If all other laptops are too Windowsey, then give me a Windowsey laptop over an Apple one any day.
edit: awww, seems like I hurt the delicate sentiments of a poor widdle Apple fanboy.
The only drawbacks I've seen are the price (it's quite expensive) and Sony isn't very good about keeping their drivers up-to-date, so anything custom/customized in the machine (like the graphics card) is kind of annoying to get new drivers for.
The only thing not to like about this machine is the price.
The machine can be configured with fingerprint reader, 3G modem, and maybe something else. I don't have any of the extras so I don't know the level of support for these.
When I got it last year, there were a few minor issues with suspend, but these have since been fixed.
Also, the production of Apple's laptop cases have to be a drop in the bucket compared to how many other CNC items are produced. I am skeptical of the article's claims.
Of course I was going to install Linux on the Levono and Wipe Windows, but now I have OS X with my Laptop and Linux with my Desktop.

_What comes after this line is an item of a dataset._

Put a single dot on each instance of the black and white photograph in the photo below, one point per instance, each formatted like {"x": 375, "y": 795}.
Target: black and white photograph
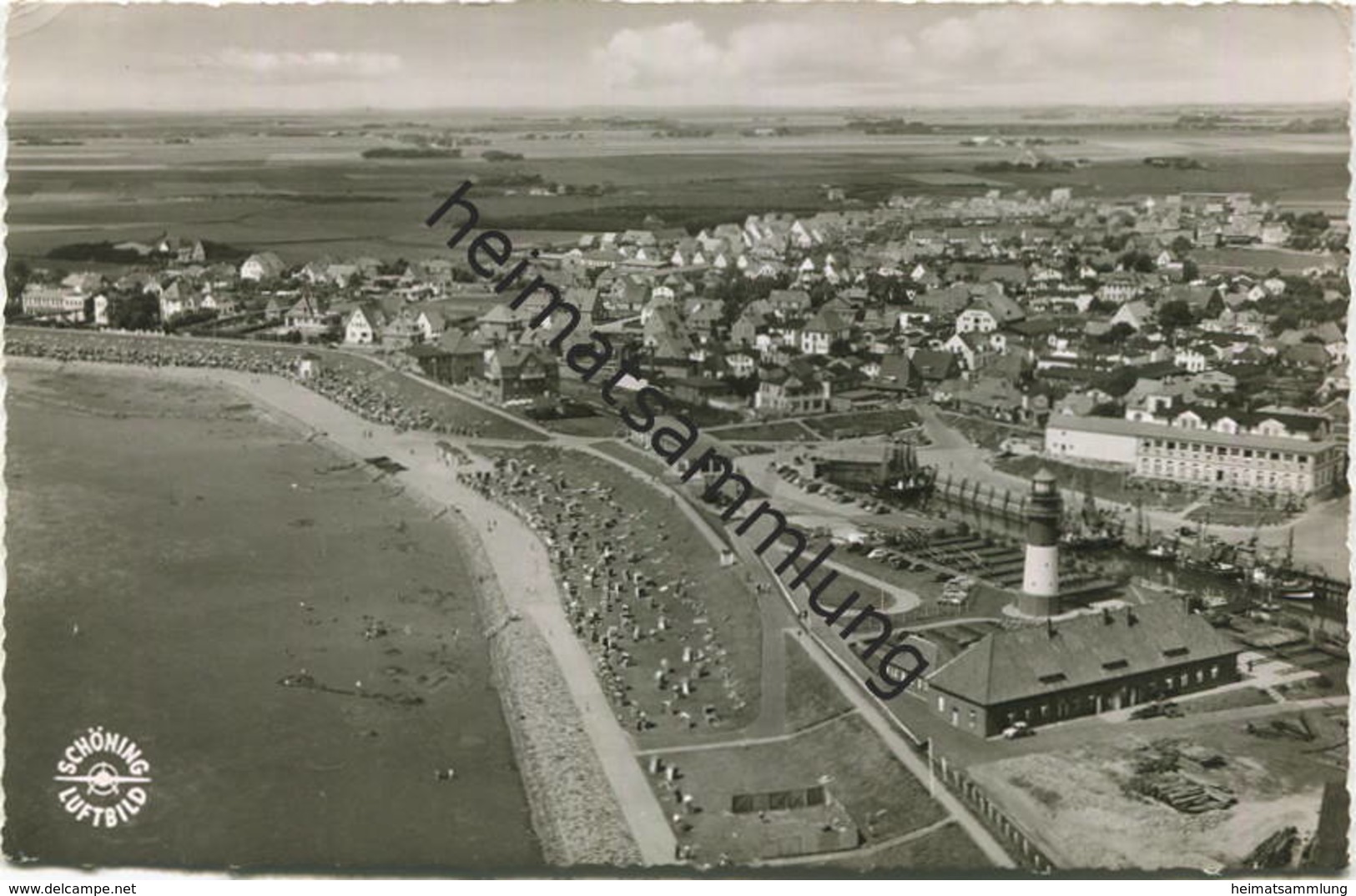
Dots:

I own one and just love it, at first I installed Ubuntu but video and clickpad drivers didnt map well.. then found out I could just run Ubuntu inside VirtualBox with seamless performance .
The model is a bit older now but the specs are good and you can probably find them quite cheap now. There is also a second gen version (3830 i think is model?) that has most of the same specs except second gen i5, usb 3 & i think nvidia instead of ati video.
Since those are pretty much the defining characteristics of the Air, not really an "alternative".
The display is not as good and the touchpad is probably inferior, otherwise it looks like a good fit for $$$ when compared to the Macbook Air.